Template in C++ with raw type

Question

In Java, we can do something like this:

ArrayList arrayList = new ArrayList<String>(); 
// Notice that String is not mentioned in the first declaration of array

AS OPPOSED TO

ArrayList<String> arrayList = new ArrayList<String>(); 

How can we something in similar in C++?

Answer 1

Not in exactly the way you've written.

What you can do is one of the following, depending on what you're actually trying to accomplish:

• In C++11, you can use auto to automatically adapt to the type: auto = new ArrayList<String>(); . This doesn't give you polymorphism, but it does save you typing the typename on the left hand side.
• If you want polymorphism, you can add a level to your class hierarchy, and make the left-hand side point to a parent class.

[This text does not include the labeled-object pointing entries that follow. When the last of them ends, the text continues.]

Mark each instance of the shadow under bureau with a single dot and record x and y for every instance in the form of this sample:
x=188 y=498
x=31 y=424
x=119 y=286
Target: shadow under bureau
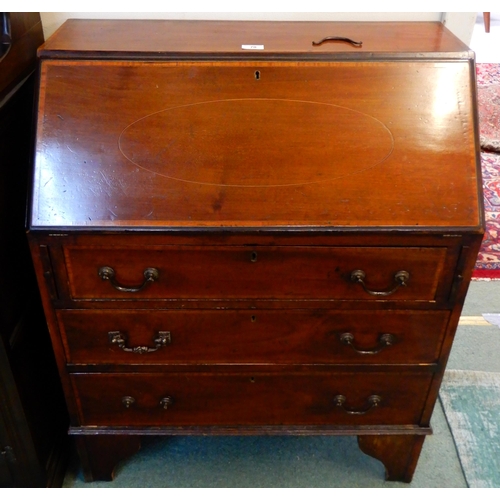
x=237 y=231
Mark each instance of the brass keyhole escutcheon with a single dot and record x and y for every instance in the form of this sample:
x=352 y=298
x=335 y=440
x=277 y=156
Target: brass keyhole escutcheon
x=128 y=401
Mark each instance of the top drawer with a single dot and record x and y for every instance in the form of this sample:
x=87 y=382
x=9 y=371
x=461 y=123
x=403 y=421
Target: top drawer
x=241 y=272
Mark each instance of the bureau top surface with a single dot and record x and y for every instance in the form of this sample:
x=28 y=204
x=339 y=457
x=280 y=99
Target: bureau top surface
x=126 y=141
x=250 y=39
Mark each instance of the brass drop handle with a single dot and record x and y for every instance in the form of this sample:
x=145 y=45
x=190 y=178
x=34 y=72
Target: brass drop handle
x=338 y=39
x=128 y=401
x=161 y=339
x=401 y=278
x=372 y=402
x=385 y=340
x=166 y=402
x=107 y=273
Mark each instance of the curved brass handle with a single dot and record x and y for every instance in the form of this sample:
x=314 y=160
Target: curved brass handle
x=338 y=39
x=107 y=273
x=166 y=402
x=401 y=278
x=372 y=402
x=385 y=340
x=162 y=339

Here's an example of the second approach:

class IArrayList   // define a pure virtual ArrayList interface
{
     // put your interface pure virtual method declarations here
};

template <typename T>
class ArrayList : public IArrayList
{
     // put your concrete implementation here
};

Then, you could say in your code:

IArrayList* arrayList1 = new ArrayList<string>();
IArrayList* arrayList2 = new ArrayList<double>();

...and so on.

Answer 2

在c ++中，不能使用vector array = new vector<string>() ，但是在c ++ 11中，可以使用auto关键字： auto p = new vector<string>() ，它与vector<string> *p = new vector<string>()相同vector<string> *p = new vector<string>()希望我的回答可以对您有所帮助。